Sequential Diagnosis with Language Models (2506.22405v1)

Published 27 Jun 2025 in cs.CL

Abstract: Artificial intelligence holds great promise for expanding access to expert medical knowledge and reasoning. However, most evaluations of LLMs rely on static vignettes and multiple-choice questions that fail to reflect the complexity and nuance of evidence-based medicine in real-world settings. In clinical practice, physicians iteratively formulate and revise diagnostic hypotheses, adapting each subsequent question and test to what they've just learned, and weigh the evolving evidence before committing to a final diagnosis. To emulate this iterative process, we introduce the Sequential Diagnosis Benchmark, which transforms 304 diagnostically challenging New England Journal of Medicine clinicopathological conference (NEJM-CPC) cases into stepwise diagnostic encounters. A physician or AI begins with a short case abstract and must iteratively request additional details from a gatekeeper model that reveals findings only when explicitly queried. Performance is assessed not just by diagnostic accuracy but also by the cost of physician visits and tests performed. We also present the MAI Diagnostic Orchestrator (MAI-DxO), a model-agnostic orchestrator that simulates a panel of physicians, proposes likely differential diagnoses and strategically selects high-value, cost-effective tests.

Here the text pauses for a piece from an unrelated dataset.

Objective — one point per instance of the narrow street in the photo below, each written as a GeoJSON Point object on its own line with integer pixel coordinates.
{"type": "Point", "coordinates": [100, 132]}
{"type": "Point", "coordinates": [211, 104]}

When paired with OpenAI's o3 model, MAI-DxO achieves 80% diagnostic accuracy--four times higher than the 20% average of generalist physicians. MAI-DxO also reduces diagnostic costs by 20% compared to physicians, and 70% compared to off-the-shelf o3. When configured for maximum accuracy, MAI-DxO achieves 85.5% accuracy. These performance gains with MAI-DxO generalize across models from the OpenAI, Gemini, Claude, Grok, DeepSeek, and Llama families. We highlight how AI systems, when guided to think iteratively and act judiciously, can advance diagnostic precision and cost-effectiveness in clinical care.

Summary

The paper presents SDBench and MAI-DxO, a sequential diagnostic framework that simulates a virtual panel of physicians to markedly improve diagnostic accuracy and cost efficiency.
The methodology employs a multi-agent orchestration where language models simulate distinct clinical roles to iteratively gather and validate patient information.
Empirical results demonstrate significant gains over traditional methods, with LM-driven approaches achieving up to 80% accuracy and substantially lower costs compared to clinician baselines.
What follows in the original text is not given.